Dustin Thomason Ticks Down To 12:21

12:21
Despite a countdown to the infamous end of the Mayan calendar date, 12:21: A Novel is more than a doomsday prophecy come true. It's part medical, part archeological, and part historical woven into a thriller with an instant hook in the beginning and a race against the clock at the end.

It opens as just another day for Dr. Gabriel Stanton. He's a specialist, a researcher who studies incurable prion diseases for the CDC. Most people would never guess it while he is taking in his morning bike ride along the California coastline.

What makes prion diseases frightening is that they cause progressive neurodegenerative disorders as rogue forms of protein build up in the brain. They are also relatively rare and scientists are baffled by them. Isolated but sporadic cases appear out of nowhere every year.

The prion disease Stanton encounters is different. 

What makes this one different is that it acts fast, causes fatal insomnia, and can be passed on by casual contact. This makes discovering the source of the infection especially important because whatever the Mayan who acquired it ate might still be on the market. If it is like mad cow disease, the plant will have to be shut down, food pulled from the shelves, and school lunches scrapped.

Worse, patient zero is not a native. He just recently arrived in Los Angeles to sell a few Mayan artifacts that he looted from a lost city somewhere in South America. One of those artifacts, an ancient codex, ends up in the hands of Chel Manu, a researcher and curator at the Getty Museum.

She didn't purchase the codex and isn't comfortable having it. She was simply asked to hold it for safe keeping. The owner, Hector Gutierrez, makes his living by selling smuggled antiquities on the Internet.

Manu's first reaction is tell Gutierrez that the risk is too great. He tempts her, however, by showing her what could be one of the greatest finds of the century. She knows all too well that if she refuses, then the codex would be seized, returned, and likely locked away without the benefit of proper preservation.

The suspense rushes ahead as the CDC looks to isolate the disease. 

21/12 Spanish
With the looming December 21 deadline days away, it's only natural for some people to make a connection between these events and the Mayan calendar. One in ten people already expect some cataclysmic event. The discovery of a codex and an aggressive prion disease is all the push they need.

What makes this book better than most Mayan-themed stories is that the author doesn't fall headfirst into mythos. He keeps his skepticism intact, with his characters considering that it's coincidence. And while that may be, it still won't stop the government from considering a quarantine of greater Los Angeles.

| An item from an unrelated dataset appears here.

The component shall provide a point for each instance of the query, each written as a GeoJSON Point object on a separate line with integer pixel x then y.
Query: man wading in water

A suspenseful pandemic accurately describes the first part of the book, but not all of it. Once the scientists settle into a finding a cure and the researchers aim to decipher the codex in the hope of discovering where it came from, the pace slows considerably with a translation of the codex.

This rare first person account of a Mayan scribe is interesting, but nowhere near the level of suspense generated without it. Mostly, the codex describes the pressures of a monstrous drought and an ambitious king driven by conquest. Within this context, the story becomes an historical insert into the thriller.

Later, it changes again. When Stanton and Manu devise a plan to break the quarantine and set out in search of the lost city, any sense of a thriller is forgotten. Instead, it becomes more adventurous in the vein of modern-day archeologist-heroes without the benefit of a whip or fedora.

Two graphs about author Dustin Thomason.

Dustin ThomasonDustin Thomason brings his background in anthropology and medicine to bear in a convincing and somewhat grounded story that capitalizes on the Mayan calendar. There isn't much question that the Harvard graduate who won the Hoopes Prize for undergraduate writing is ever-present and his studies as a M.D. pays off in making the medicine as plausible as the archeology.

After co-writing his first book, the Rule Of Four, with long-time friend Ian Caldwell, Thomason went on to create and produce a number of television series with Fox and ABC. 12:21: A Novel is his solo debut and he gets most of it right. The medical crisis is suspenseful. The Mayan story is plausible. The adventure at the end is interesting if not cliche.

12:21: A Novel Entombs 3.7 On The Liquid Hip Richter Scale.

12:21 is a fine novel even though it reads like three stories, woven together by the conveniently connected plot line. But this also makes the incongruities stand out much more than needed, and has caused more than one reader to tune out in the middle. For those interested in archeology, pandemics, and Mayan culture, Thomason provides a well-research glimpse of all three along with a much more grounded take on the myth of December 21. Worth the read.

12.21: A Novel is available on Amazon. You can also download it for iBooks or the audiobook from iTunes. The audiobook is read by Fred Sanders and Noel Rodriguez, giving the story a distinction between the present and the past. Dustin Thomason also contributes a short afterward. In addition to the English novel, Barnes & Noble also carries the Spanish version.